Java read file got a leading BOM [ ï»¿ ]

Asked 9/6, 2011 at 8:49 Answered 20/3, 2022 at 5:19

java csv unicode character-encoding java-io

I am reading a file containing keywords line by line and found a strange problem. I hope lines that following each other if their contents are the same, they should be handled only once. Like

sony
sony

only the first one is getting processed. but the problems is, java doesn't treat them as equals.

INFO: [, s, o, n, y]
INFO: [s, o, n, y]

My code looks like the following, where's the problem?
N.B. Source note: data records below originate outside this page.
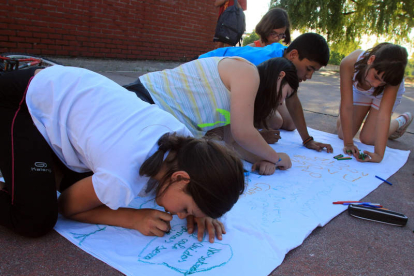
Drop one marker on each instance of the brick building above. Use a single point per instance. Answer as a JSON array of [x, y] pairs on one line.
[[127, 29]]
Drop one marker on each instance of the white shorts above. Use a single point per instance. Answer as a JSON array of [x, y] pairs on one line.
[[365, 98]]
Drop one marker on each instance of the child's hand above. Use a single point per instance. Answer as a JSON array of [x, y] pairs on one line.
[[318, 146], [351, 150], [271, 136], [153, 222], [371, 157], [285, 163], [214, 227], [264, 167]]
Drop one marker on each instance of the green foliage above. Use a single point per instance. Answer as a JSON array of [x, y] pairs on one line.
[[250, 38], [345, 21], [335, 58], [409, 70]]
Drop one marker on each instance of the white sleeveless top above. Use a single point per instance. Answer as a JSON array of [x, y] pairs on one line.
[[193, 93]]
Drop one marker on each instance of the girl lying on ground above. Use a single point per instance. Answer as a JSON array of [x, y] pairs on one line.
[[372, 86], [209, 93], [114, 147]]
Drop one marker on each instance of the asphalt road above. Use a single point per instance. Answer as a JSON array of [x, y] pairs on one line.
[[345, 246]]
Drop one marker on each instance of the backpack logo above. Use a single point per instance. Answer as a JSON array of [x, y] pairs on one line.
[[40, 167]]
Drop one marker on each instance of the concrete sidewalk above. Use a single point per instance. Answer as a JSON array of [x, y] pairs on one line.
[[345, 246]]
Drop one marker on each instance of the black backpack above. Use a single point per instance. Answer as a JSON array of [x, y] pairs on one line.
[[231, 25]]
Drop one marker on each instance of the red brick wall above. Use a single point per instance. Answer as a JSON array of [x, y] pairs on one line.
[[128, 29]]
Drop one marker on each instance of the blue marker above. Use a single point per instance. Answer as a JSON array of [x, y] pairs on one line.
[[383, 180]]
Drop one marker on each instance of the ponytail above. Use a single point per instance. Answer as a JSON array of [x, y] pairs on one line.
[[216, 173]]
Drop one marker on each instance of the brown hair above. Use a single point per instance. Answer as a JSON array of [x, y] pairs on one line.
[[389, 58], [275, 18], [269, 95], [216, 173]]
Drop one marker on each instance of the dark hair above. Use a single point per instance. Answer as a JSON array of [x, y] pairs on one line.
[[311, 46], [389, 58], [216, 173], [269, 95], [275, 18]]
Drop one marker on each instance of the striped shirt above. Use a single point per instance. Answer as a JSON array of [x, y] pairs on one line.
[[193, 93]]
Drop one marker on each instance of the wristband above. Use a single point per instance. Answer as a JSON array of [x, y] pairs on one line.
[[307, 140]]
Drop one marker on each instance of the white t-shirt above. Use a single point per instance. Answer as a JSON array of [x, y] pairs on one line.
[[94, 124]]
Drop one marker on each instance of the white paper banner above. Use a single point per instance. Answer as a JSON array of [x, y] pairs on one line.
[[274, 215]]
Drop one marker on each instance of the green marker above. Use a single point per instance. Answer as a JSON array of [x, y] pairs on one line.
[[343, 158]]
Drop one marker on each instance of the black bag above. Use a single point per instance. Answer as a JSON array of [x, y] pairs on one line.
[[231, 25]]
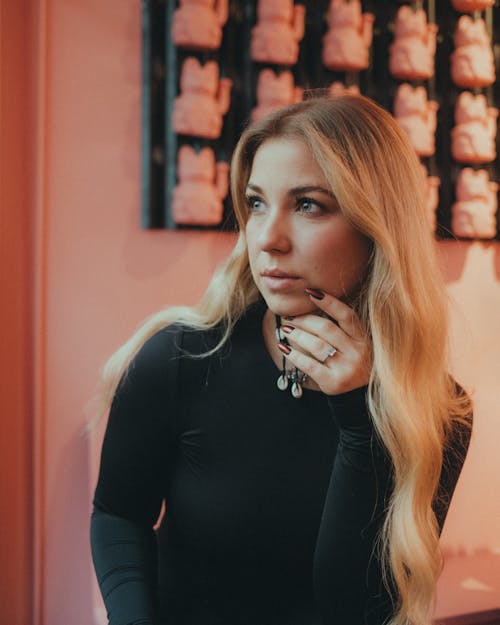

    FileReader fileReader = new FileReader("some_file.txt");
    BufferedReader bufferedReader = new BufferedReader(fileReader);
    String prevLine = "";
    String strLine
    while ((strLine = bufferedReader.readLine()) != null) {
        logger.info(Arrays.toString(strLine.toCharArray()));
        if(strLine.contentEquals(prevLine)){
            logger.info("Skipping the duplicate lines " + strLine);
            continue;
        }
        prevLine = strLine;
    }

Update:

It seems like there's leading a space in the first line, but actually not, and the trim approach doesn't work for me. They're not the same:

INFO: [, s, o, n, y]
INFO: [ , s, o, n, y]

I don't know what's the first Char added by java.

Solved: the problem was solved with BalusC's solution, thanks for pointing out it's BOM problem which helped me to find out the solution quickly.

Boston answered 9/6, 2011 at 8:49 Comment(3)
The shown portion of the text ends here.